Thanos is present in Lumie, but only part of the usual Thanos stack is active. Today it is a query layer in front of Prometheus sidecars, not a long-term metrics archive.

Source paths

  • lumie-infra/observability/thanos/argocd.yaml
  • lumie-infra/observability/thanos/helm-values.yaml
  • lumie-infra/observability/thanos/common-values.yaml
  • lumie-infra/observability/prometheus/helm-values.yaml

Active components

  • query.enabled: true
  • queryFrontend.enabled: false
  • storegateway.enabled: false
  • compactor.enabled: false
  • receive.enabled: false
  • ruler.enabled: false

What it really does today

  • Grafana uses Thanos as its default Prometheus-compatible datasource.
  • Query uses DNS discovery against prometheus-kube-prometheus-thanos-discovery in the prometheus namespace.
  • Deduplication is enabled through --query.replica-label=prometheus_replica, even though Lumie currently runs a single Prometheus replica.

Current limitation

existingObjstoreSecret: thanos-objstore-secret is still rendered, but Prometheus has objectStorageConfig removed and Thanos Store Gateway and Compactor are off.
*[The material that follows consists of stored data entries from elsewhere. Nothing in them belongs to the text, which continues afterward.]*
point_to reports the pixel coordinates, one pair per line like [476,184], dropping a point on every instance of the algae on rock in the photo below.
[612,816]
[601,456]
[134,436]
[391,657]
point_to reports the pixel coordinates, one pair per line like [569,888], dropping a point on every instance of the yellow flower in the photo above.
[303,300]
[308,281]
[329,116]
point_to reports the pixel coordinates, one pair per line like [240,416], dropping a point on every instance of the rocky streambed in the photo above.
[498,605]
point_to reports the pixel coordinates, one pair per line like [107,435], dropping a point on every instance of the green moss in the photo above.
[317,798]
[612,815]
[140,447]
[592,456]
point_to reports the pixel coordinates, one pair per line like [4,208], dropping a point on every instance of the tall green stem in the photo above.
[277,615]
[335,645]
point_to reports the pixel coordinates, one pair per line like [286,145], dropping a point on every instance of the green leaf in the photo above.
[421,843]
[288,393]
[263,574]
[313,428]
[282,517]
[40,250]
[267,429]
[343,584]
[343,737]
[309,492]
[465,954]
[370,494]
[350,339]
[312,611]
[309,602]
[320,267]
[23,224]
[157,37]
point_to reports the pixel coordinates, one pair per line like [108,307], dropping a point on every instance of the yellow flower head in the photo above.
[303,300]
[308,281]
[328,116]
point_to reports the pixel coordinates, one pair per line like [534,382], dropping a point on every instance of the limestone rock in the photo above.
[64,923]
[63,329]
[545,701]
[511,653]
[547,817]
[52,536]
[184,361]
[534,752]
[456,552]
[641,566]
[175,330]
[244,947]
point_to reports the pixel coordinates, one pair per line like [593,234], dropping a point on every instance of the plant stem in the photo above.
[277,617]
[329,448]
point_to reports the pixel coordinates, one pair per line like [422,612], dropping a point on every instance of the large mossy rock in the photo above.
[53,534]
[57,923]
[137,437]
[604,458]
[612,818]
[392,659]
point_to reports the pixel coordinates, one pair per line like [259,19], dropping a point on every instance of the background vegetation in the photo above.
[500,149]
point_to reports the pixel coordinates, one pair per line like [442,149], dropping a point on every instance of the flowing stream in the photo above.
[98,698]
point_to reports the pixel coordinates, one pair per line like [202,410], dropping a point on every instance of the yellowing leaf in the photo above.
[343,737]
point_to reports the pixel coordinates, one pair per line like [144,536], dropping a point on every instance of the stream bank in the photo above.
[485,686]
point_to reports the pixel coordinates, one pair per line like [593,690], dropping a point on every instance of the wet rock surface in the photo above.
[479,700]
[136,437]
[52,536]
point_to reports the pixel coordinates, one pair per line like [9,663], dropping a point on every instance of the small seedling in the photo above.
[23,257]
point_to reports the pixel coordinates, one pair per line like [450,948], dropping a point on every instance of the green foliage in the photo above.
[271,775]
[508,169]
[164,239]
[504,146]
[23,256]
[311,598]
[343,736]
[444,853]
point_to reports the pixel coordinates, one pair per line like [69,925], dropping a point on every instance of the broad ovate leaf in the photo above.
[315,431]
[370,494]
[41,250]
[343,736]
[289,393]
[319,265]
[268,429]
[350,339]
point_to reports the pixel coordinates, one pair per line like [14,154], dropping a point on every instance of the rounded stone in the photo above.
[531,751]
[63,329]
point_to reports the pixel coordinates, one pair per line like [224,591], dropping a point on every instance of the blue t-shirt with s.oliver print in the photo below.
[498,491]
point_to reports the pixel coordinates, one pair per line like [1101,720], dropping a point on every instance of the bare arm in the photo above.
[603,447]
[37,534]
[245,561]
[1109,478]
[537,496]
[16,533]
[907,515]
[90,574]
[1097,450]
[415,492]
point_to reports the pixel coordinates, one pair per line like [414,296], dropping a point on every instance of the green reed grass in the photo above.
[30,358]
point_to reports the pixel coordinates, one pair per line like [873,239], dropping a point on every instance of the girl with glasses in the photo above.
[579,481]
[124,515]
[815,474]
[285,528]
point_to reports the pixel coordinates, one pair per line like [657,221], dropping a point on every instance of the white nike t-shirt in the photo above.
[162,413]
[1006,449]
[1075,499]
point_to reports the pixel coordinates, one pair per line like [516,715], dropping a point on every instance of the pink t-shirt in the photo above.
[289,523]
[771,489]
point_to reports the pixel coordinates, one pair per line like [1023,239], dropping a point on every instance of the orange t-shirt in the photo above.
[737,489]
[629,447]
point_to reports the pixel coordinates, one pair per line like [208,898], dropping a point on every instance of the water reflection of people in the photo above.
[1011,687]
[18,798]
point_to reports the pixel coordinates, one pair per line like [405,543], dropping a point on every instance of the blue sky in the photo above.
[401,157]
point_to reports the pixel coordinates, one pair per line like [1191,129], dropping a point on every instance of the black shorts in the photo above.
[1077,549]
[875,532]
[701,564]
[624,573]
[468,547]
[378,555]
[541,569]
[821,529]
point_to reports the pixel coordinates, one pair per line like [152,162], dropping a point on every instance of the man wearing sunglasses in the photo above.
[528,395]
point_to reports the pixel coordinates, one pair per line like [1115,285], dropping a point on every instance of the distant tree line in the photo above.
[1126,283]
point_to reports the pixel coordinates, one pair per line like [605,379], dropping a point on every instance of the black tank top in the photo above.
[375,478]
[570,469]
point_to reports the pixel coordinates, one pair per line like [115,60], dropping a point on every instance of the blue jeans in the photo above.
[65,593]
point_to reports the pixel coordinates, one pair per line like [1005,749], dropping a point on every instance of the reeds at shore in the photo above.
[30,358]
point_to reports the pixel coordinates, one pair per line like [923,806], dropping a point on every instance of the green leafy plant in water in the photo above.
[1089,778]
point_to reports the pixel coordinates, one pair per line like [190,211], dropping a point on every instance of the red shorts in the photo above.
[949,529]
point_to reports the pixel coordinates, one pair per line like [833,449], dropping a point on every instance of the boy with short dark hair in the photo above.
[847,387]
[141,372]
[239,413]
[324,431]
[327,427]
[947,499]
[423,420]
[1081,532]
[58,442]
In practice that means:

  • no long-term block upload from Prometheus
  • no historical object-store reads from Store Gateway
  • no compaction or downsampling jobs

Treat the deployment as query-only unless the repo re-enables those pieces.

Failure modes

  • Teams may assume Thanos implies long retention; the repo does not back that up today.
  • If Prometheus or its sidecar service is unavailable, Thanos Query loses data immediately because there is no Store Gateway fallback.
  • Because Grafana defaults to Thanos, datasource errors there can look like broad metrics outages even when Prometheus itself is healthy.

Verification

kubectl get applications.argoproj.io -n argocd thanos
kubectl get pods -n thanos
kubectl describe deploy -n thanos thanos-query
kubectl get svc -n prometheus | rg thanos